– Только в богатовской школе, по-моему, электричество не отрезали, там можно жить… Даже интернет есть.
Эта фраза, будто выплавленная из чёрного серебра или выложенная камешками на бархатном рыжем песке, сразу же прочно осела в моём мозгу. Подняв ошарашенные глаза на собеседницу, я увидела, как та, поправляя платок, вытирает пот со лба.
– Там два ученика осталось, – опять закудахтала она высоко, быстро, по-деревенски, и я поняла, что слух просто подвёл меня, и вероятно это последствия той же травмы головы. – Во втором классе обои. И то хотять закрыть, в Рдяное перевести за семь килОметров через лес. Нудать, после третьего класса всё равно переведуть. От Рдяного до Богатого автобус пустили.

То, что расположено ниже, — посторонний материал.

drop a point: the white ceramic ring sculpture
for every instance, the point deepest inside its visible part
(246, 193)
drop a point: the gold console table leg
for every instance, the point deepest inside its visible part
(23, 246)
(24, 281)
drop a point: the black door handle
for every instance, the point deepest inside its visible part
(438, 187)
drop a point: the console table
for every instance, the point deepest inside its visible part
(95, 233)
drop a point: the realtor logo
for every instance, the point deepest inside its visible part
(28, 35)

Эх, вымираить русская деревня! – воскликнула она горестно.
Только в богатовской школе, по-моему, электричество не отрезали, там можно жить… Даже интернет есть… – шуршал молодой вкрадчивый голос в моей голове.

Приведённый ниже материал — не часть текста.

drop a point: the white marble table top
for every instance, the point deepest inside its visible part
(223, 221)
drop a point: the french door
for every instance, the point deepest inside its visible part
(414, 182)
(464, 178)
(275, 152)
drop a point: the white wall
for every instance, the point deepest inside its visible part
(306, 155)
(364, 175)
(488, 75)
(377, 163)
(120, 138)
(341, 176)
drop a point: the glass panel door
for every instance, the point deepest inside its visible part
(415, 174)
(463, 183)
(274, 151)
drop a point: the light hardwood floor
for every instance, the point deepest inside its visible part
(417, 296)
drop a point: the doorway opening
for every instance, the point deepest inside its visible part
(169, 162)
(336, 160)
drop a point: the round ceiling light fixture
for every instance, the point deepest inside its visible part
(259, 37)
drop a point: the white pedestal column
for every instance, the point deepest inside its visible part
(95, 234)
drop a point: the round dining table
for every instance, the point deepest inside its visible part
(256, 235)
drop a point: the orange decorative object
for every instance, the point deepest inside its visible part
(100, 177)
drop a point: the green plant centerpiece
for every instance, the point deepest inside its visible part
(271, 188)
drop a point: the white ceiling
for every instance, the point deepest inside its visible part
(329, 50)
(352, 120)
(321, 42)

– Станция «Репьёво», – сообщил вагонный репродуктор.
Бабулька, охая, приподнялась с сиденья, подхватила сумку и въедливо уставилась на меня.

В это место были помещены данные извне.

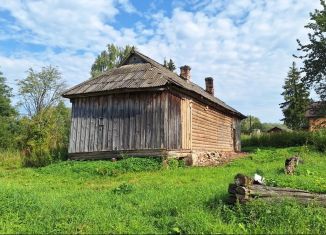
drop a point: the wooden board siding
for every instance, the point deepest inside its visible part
(237, 134)
(186, 123)
(211, 130)
(130, 121)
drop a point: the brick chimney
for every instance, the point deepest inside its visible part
(185, 72)
(209, 85)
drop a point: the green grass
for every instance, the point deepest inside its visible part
(139, 196)
(315, 139)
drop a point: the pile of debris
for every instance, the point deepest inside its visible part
(245, 189)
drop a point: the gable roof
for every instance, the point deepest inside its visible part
(316, 109)
(143, 72)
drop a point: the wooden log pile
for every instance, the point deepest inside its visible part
(244, 189)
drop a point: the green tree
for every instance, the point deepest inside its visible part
(110, 58)
(169, 65)
(250, 123)
(44, 136)
(6, 109)
(8, 116)
(296, 100)
(314, 53)
(41, 90)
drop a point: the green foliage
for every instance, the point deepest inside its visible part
(41, 90)
(8, 116)
(169, 65)
(287, 139)
(6, 109)
(314, 52)
(267, 126)
(10, 159)
(70, 197)
(296, 100)
(318, 140)
(44, 137)
(123, 189)
(106, 168)
(250, 123)
(173, 163)
(110, 58)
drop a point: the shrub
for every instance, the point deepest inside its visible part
(10, 159)
(38, 158)
(316, 139)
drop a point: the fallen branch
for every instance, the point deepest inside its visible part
(243, 190)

– Случилось у тебя что ль чего, дочка? Чтой-то ты невесёлая…
Я промолчала.
Только в богатовской школе, по-моему, электричество не отрезали, там можно жить… Даже интернет есть. – Фраза плавала в мозгу, бродила из угла в угол мягкой кошачьей походкой.
– И в рдяновской школе есть тырнет. В рдяновскую как раз погорельцы едут – цельный вагон. Разместятся там, – не дождавшись ответа, в лёгком замешательстве сообщила старушка.
– Какие погорельцы?.. – не поняла я, думая о своём.
– В Яснотке давеча лесной пожар был, на деревню перекинулси, тридцать домов погорели.
Произнеся это довольно оптимистичным тоном, бабушка шаркающей походкой проследовала к дверям, сошла со ступенек поезда, и я увидела, как она неторопливо спускается по каменистому откосу к широкому полю, за которым далеко-далеко виднеются в розовой утренней дымке низенькие деревянные домики.
Вагон опустел, и сердце сжалось в горьком унынии. Обхватив себя руками, я прильнула к окну, провожая попутчицу тоскливым взглядом. Закинув узел на спину, та брела к старой больной матери, и у неё была своя собственная беда. Но в этой беде всё было ясно и просто. В чём она заключается и что делать, чтобы её отвести. А моя запутанная ситуация пугала своей необъяснимостью… Спина старушки всё удалялась, а вместе с ней удалялся ореол других, печальных, но известных обстоятельств чужой нормальной и понятной жизни.
Постепенно меня начало накрывать болезненное чувство приближения опасности. Сонная пустота вагона, стук колёс, нарушающий безмолвие, и подкрадывающийся изо всех углов страх заставил забраться на сиденье с ногами, прижать колени к худому подбородку и съёжиться ещё сильнее, будто стараясь превратиться в неуловимое ничто.